Article Text
Abstract
Objectives Clinical evidence suggests that neurological lesions can protect from arthritis. Acute cerebral ischaemia induces severe immunosuppression, resulting in enhanced susceptibility to infections. We aimed to determine if stroke-induced immunosuppression can ameliorate arthritis and to delineate the immunological mechanisms involved.

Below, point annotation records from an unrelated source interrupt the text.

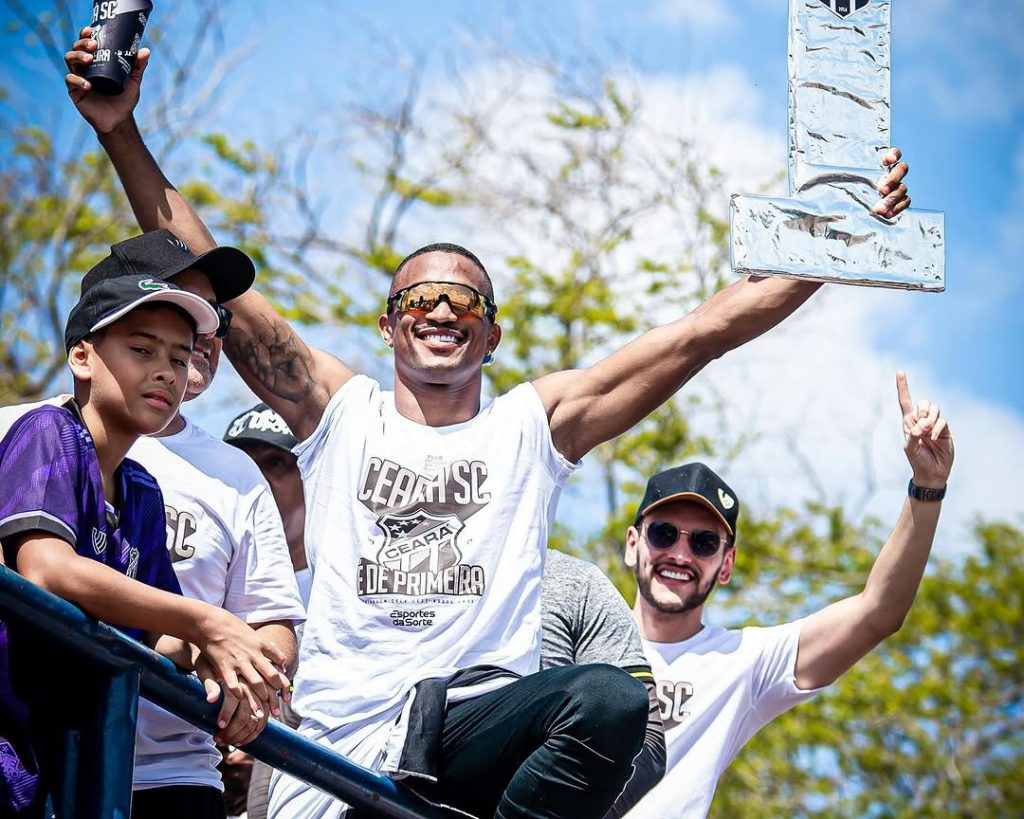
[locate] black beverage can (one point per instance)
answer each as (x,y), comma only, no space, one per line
(117,28)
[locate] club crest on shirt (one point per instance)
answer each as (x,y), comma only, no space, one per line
(422,517)
(845,7)
(98,541)
(132,568)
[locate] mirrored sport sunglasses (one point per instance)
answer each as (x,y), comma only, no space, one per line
(223,316)
(425,296)
(704,543)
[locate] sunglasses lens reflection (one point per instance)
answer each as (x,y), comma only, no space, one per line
(704,543)
(662,534)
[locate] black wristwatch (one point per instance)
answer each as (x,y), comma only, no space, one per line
(921,493)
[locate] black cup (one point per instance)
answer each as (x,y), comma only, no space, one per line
(117,28)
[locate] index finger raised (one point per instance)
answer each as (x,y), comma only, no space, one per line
(903,393)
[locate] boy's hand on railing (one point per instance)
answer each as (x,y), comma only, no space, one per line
(243,663)
(237,723)
(240,720)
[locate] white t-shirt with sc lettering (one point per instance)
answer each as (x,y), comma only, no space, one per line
(717,690)
(426,546)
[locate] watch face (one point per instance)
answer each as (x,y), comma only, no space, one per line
(925,493)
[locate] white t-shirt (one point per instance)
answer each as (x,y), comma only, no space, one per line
(227,547)
(426,546)
(717,690)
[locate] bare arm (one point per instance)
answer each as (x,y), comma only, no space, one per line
(294,379)
(589,406)
(281,634)
(834,639)
(233,649)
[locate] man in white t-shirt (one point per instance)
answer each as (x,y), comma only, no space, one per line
(719,687)
(428,511)
(224,537)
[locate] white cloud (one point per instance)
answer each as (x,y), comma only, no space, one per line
(816,391)
(983,56)
(710,14)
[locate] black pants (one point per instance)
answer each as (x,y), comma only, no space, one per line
(178,802)
(558,743)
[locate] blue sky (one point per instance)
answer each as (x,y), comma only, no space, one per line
(957,114)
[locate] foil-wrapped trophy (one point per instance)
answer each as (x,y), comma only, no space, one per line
(839,131)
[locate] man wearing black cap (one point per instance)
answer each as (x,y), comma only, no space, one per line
(264,436)
(719,687)
(224,534)
(83,521)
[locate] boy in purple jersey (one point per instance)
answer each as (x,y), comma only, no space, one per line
(80,520)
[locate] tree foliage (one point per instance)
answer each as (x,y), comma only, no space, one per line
(931,724)
(61,205)
(597,225)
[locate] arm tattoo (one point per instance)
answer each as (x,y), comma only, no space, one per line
(273,355)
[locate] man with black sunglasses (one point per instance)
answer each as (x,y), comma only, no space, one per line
(429,510)
(719,687)
(224,533)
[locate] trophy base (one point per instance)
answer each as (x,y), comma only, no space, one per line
(835,236)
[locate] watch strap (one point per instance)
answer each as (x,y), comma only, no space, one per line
(923,493)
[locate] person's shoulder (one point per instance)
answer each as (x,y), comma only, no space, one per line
(56,427)
(770,635)
(138,476)
(198,449)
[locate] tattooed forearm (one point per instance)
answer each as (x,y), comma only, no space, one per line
(269,352)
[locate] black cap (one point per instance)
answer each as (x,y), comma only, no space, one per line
(261,425)
(692,482)
(160,254)
(111,299)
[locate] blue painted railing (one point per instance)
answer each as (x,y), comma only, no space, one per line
(129,667)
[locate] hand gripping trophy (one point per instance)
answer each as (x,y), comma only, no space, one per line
(839,130)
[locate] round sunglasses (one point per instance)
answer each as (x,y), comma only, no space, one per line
(663,534)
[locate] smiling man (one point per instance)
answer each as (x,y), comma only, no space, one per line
(718,687)
(429,510)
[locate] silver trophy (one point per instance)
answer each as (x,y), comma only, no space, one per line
(839,132)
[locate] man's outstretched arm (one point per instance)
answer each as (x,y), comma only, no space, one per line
(294,379)
(592,405)
(834,639)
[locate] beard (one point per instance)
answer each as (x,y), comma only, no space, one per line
(694,600)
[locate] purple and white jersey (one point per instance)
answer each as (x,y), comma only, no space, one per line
(51,483)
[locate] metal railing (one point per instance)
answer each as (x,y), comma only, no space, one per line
(99,761)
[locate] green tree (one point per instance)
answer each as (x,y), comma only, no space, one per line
(61,206)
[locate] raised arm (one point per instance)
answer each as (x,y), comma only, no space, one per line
(294,379)
(589,406)
(834,639)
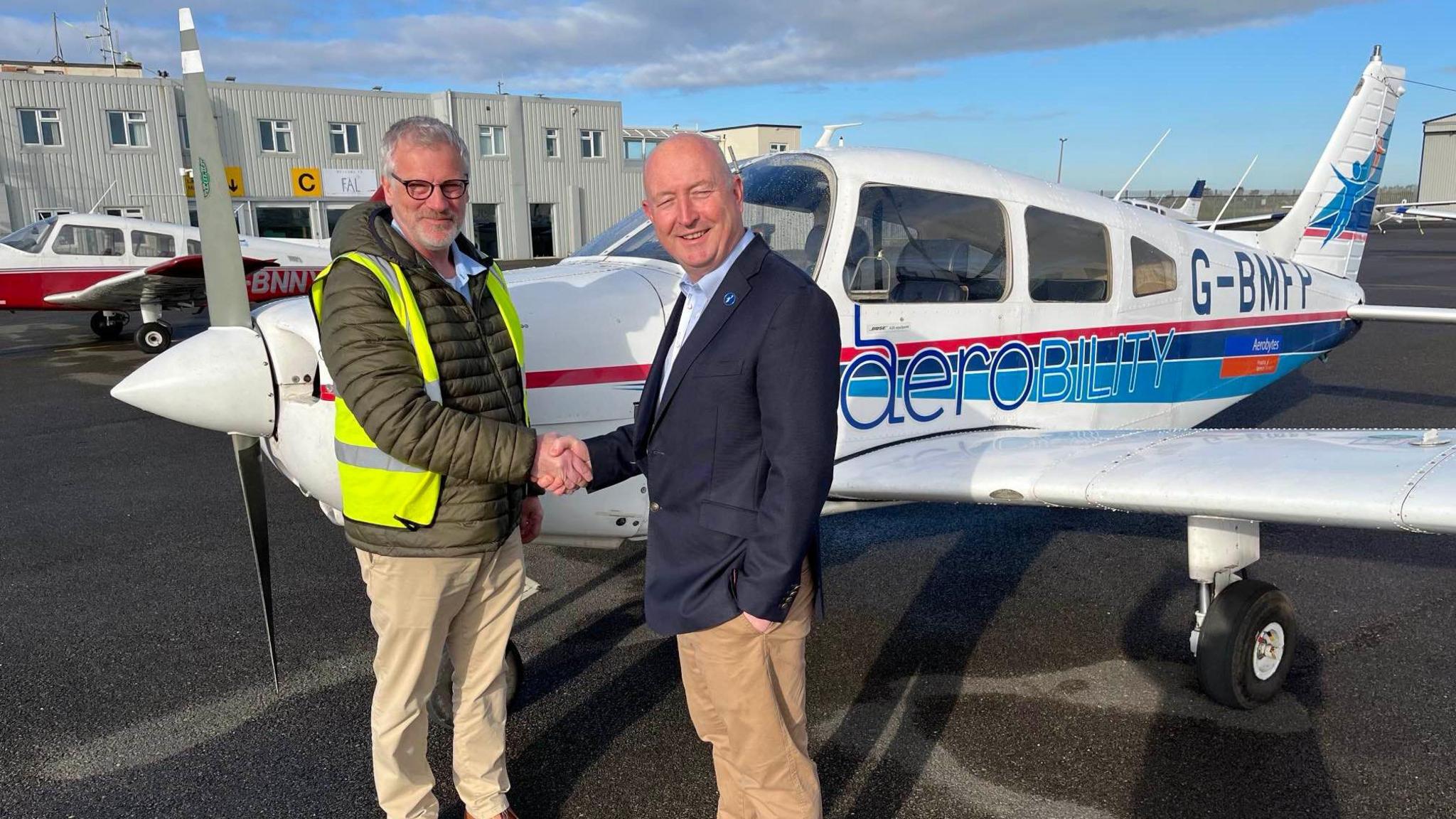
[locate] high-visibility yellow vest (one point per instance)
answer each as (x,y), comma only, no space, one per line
(379,488)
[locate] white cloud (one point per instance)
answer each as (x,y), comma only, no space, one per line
(611,46)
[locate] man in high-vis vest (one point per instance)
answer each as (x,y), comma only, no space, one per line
(436,459)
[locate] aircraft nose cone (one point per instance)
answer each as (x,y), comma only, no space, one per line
(218,381)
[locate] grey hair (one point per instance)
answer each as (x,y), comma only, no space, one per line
(421,132)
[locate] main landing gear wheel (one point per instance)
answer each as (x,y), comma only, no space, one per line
(154,337)
(441,701)
(108,326)
(1247,645)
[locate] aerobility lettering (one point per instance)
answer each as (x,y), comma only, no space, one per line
(1261,282)
(880,385)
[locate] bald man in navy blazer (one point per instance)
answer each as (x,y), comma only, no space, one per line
(736,434)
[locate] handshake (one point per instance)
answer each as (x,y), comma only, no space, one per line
(562,464)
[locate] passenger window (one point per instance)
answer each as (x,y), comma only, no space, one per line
(915,247)
(89,241)
(154,245)
(1154,272)
(1068,257)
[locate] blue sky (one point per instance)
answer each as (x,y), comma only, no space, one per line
(982,79)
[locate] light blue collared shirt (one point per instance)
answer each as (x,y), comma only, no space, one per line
(465,267)
(698,296)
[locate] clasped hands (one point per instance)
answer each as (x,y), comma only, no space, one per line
(562,464)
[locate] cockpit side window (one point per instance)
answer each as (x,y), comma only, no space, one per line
(1068,258)
(1154,272)
(916,245)
(154,245)
(89,241)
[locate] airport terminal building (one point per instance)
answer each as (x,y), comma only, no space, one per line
(547,173)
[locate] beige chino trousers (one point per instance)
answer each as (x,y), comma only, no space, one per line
(746,694)
(419,606)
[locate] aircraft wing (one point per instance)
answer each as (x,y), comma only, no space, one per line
(1356,478)
(1244,222)
(169,283)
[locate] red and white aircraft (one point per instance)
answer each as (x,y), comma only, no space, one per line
(115,266)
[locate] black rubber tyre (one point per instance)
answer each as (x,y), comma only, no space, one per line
(1246,619)
(105,327)
(154,337)
(441,700)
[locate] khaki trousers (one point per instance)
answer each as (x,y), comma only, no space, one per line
(419,606)
(747,698)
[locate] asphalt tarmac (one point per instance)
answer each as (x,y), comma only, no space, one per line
(978,662)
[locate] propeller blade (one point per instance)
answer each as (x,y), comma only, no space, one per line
(222,261)
(251,476)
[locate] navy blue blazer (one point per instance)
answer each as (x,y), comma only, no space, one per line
(740,452)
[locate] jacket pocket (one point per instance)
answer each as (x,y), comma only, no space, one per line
(708,369)
(729,519)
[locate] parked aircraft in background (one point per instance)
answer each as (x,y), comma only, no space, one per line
(1187,212)
(1400,212)
(117,266)
(1005,340)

Methods Unilateral cerebral ischaemia was induced in mice by occlusion of one middle cerebral artery (MCAO) at different time points after induction of G6PI-induced arthritis in mice. Clinical and histological signs of arthritis were assessed. Regulatory T cells were specifically depleted by injection of diphtheria toxin into transgenic DEREG mice. Immunological correlates of MCAO were determined by flow cytometry and serological methods.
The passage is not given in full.